You guys may have discovered this already but the company over in England is actually owned by Mase Craft Supply out of Connecticut. Their web site is masecraftsupply.com. Doesn't look like you can buy online but there is contact information. Looks like they have some pretty nice stuff.


----------



## mik (Sep 9, 2005)

Tasty execution Tom - had a look at their site - some real interesting stuff - I go by there on my trip to Ireland in Jan 2006 - will see if I can get a deal or two!!


----------



## Old Griz (Sep 9, 2005)

> _Originally posted by JHFerrell_
> <br />You guys may have discovered this already but the company over in England is actually owned by Mase Craft Supply out of Connecticut. Their web site is masecraftsupply.com. Doesn't look like you can buy online but there is contact information.

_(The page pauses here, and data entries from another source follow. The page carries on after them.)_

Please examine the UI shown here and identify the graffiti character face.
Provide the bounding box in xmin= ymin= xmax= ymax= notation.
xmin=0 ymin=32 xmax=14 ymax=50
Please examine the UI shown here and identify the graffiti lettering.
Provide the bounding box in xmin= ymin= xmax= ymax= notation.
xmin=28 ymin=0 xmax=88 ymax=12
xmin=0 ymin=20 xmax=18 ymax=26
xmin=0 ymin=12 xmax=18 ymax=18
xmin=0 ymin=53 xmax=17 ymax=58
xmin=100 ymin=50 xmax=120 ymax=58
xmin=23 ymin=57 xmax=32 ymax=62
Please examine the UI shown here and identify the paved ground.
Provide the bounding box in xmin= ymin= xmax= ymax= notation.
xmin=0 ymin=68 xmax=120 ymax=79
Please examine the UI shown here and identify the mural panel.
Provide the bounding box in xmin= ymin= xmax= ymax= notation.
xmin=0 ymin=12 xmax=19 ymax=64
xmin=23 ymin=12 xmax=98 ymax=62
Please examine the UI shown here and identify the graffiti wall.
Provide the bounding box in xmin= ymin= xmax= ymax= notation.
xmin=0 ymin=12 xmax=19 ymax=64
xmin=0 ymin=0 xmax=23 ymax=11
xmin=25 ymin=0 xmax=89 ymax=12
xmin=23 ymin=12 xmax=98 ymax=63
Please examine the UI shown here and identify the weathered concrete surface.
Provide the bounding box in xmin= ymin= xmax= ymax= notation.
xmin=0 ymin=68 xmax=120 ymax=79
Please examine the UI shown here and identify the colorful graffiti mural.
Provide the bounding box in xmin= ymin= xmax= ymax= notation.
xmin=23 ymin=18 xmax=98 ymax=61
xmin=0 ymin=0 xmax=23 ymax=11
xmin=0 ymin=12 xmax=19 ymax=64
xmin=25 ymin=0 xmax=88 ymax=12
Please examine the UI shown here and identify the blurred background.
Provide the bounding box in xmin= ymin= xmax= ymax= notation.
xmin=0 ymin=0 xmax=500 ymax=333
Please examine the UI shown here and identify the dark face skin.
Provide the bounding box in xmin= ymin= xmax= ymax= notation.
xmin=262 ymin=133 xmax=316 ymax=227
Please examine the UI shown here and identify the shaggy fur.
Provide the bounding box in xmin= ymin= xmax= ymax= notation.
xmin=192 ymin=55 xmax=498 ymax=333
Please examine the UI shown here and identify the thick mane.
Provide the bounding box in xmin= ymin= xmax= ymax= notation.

Looks like they have some pretty nice stuff.


Yes, we know... only problem is trying to get any information from them.... I have called them 4 times over the last 6-7 months and still waiting for a catalog and price sheet... they promised to send one today... I don't think I want to hang waiting.. [!][!]


----------



## Tangboy5000 (Sep 15, 2005)

I'm on this guys.  So I should be able to offer this great material to everyone shortly.


----------



## Glenn McCullough (Sep 15, 2005)

Tom,
   Too bad you have no more, you could get rich selling that stuff, that is quite awsome.


----------



## elody21 (Sep 15, 2005)

Beautiful Pen!!!!!!!!   Green is one of my favorite colors[]


----------



## swm6500 (Sep 15, 2005)

Good looking pen Griz.


----------



## KKingery (Sep 15, 2005)

Definately cool!


----------



## atvrules1 (Sep 16, 2005)

That is neat material, and of course the execution is wonderful.  I also like the idea of a laser dragon on it.  Thanks for sharing the source, we'll have to try some of it also.


----------



## leehljp (Sep 17, 2005)

BEAUTIFUL pen! I would love to see more of these.


----------